Kaspersky Lab’s Global Research and Analysis Team called the cybercriminals as “Darkhotel” and added that they have been doing this “espionage campaign” as early as August 2010 by victimizing top officials of corporations who hold sensitive and confidential data in their computers.
“For the past few years, a strong actor named Darkhotel has performed a number of successful attacks against high-profile individuals, employing methods and techniques that go well beyond typical cybercriminal behavior,” Kurt Baumgartner, Principal Security Researcher at Kaspersky Lab said in a recent statement.
“This threat actor has operational competence, mathematical and crypto-analytical offensive capabilities, and other resources that are sufficient to abuse trusted commercial networks and target specific victim categories with strategic precision,” he said.

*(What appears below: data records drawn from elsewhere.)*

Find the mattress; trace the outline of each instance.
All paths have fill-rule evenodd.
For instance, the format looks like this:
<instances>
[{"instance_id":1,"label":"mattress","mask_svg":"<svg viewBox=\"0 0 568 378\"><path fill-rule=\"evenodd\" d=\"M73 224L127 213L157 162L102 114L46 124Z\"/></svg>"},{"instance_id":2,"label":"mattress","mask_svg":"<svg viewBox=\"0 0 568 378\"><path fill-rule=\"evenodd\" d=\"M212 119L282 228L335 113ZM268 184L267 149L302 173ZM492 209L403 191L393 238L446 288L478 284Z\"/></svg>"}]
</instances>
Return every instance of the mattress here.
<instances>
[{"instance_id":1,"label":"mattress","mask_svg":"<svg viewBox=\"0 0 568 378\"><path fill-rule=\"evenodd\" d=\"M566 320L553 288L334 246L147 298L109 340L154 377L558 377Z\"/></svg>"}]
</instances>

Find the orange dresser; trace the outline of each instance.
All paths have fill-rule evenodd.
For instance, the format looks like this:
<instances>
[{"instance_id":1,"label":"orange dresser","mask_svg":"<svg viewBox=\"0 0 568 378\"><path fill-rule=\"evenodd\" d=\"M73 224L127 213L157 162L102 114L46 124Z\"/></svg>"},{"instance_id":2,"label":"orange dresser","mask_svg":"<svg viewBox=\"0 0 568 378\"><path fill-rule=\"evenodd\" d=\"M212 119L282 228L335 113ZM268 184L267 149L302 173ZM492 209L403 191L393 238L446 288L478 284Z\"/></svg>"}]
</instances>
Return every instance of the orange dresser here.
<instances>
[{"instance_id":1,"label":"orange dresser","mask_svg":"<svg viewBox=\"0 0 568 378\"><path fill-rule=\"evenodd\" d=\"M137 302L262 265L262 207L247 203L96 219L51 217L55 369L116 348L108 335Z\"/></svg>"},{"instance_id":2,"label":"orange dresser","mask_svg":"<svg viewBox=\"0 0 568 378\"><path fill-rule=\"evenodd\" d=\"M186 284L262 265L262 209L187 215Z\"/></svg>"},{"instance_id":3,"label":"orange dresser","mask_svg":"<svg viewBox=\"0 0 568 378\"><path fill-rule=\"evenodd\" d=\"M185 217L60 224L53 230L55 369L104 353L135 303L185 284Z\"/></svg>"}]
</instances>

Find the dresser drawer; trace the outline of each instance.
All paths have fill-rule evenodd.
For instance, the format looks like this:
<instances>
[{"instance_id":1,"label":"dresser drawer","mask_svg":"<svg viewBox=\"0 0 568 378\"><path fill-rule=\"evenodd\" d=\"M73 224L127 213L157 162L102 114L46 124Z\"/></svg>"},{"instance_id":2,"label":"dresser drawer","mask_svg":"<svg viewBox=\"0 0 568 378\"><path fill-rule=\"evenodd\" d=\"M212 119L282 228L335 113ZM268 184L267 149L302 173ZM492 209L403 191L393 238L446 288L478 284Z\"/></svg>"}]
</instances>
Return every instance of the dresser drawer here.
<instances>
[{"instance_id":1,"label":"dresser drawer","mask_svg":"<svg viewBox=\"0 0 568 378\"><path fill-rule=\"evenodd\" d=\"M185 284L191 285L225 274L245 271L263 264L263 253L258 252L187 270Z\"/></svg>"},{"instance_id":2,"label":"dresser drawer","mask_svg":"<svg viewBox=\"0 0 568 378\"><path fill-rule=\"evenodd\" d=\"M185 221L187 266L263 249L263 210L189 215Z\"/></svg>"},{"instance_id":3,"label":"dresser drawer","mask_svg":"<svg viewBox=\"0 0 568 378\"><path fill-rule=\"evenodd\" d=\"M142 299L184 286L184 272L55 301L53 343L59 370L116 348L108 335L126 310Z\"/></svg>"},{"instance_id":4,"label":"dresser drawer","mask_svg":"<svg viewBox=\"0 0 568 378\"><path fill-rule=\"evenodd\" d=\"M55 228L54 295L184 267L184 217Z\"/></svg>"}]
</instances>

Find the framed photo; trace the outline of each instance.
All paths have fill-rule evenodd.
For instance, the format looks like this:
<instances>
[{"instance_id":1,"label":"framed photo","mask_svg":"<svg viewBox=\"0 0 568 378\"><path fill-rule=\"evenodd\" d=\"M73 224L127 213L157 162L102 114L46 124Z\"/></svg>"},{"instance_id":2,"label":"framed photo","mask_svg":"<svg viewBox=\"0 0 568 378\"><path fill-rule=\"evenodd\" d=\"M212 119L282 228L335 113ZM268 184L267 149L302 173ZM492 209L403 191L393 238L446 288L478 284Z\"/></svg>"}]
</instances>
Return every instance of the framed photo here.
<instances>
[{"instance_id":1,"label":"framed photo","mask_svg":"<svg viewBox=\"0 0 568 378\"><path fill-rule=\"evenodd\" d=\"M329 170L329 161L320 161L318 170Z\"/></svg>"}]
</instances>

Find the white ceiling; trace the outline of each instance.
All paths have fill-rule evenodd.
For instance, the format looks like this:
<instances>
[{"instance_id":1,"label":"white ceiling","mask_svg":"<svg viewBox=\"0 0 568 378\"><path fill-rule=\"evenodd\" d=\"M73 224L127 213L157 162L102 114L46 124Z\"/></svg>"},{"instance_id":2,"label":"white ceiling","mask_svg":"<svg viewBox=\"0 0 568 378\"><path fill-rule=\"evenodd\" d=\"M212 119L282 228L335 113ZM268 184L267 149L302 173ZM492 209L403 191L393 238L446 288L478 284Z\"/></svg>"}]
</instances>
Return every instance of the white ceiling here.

Kasperksy said that about 90 percent of the infections appear to be located in Japan, Taiwan, China, Russia and South Korea … [and infections were also recorded] in the United States, the United Arab Emirates, Singapore, Kazakhstan, the Philippines, Hong Kong, India, Indonesia, Germany, Ireland, Mexico, Belgium, Serbia, Lebanon, Pakistan, Greece, Italy and others.
Darkhotel operates by infecting the Wi-Fi networks of hotels which alerts the cybercriminals when their particular high-value target logs on using their room number and surname.
“The attackers see him in the compromised network and trick him into downloading and installing a backdoor [malicious software] that pretends to be an update for legitimate software – Google Toolbar, Adobe Flash or Windows Messenger,” Kasperky said in their computer security advisory.
The backdoor then allows the attackers to infect the executive’s computer further with information-stealing tools such as software that record what are being typed on the computer keyboard.
“These tools collect data about the system and the anti-malware software installed on it, steal all keystrokes, and hunt for cached passwords in Firefox, Chrome and Internet Explorer, Gmail Notifier, Twitter, Facebook, Yahoo! and Google login credentials, and other private information,” Kaspersky said.
“Victims lose sensitive information – likely the intellectual property of the business entities they represent. After the operation, the attackers carefully delete their tools from the hotel network and go back into hiding,” it said.
Kaspersky recommended that any Wi-Fi network should be considered as potentially dangerous when a person travels. Also, any offers of downloads or software updates should be treated with extra caution and should be verified with the program vendor, if possible.
“These travelers are often top executives from a variety of industries doing business and outsourcing in the Asia-Pacific region. Targets have included CEOs, senior vice presidents, sales and marketing directors and top Research and Development staff,” Kaspersky said.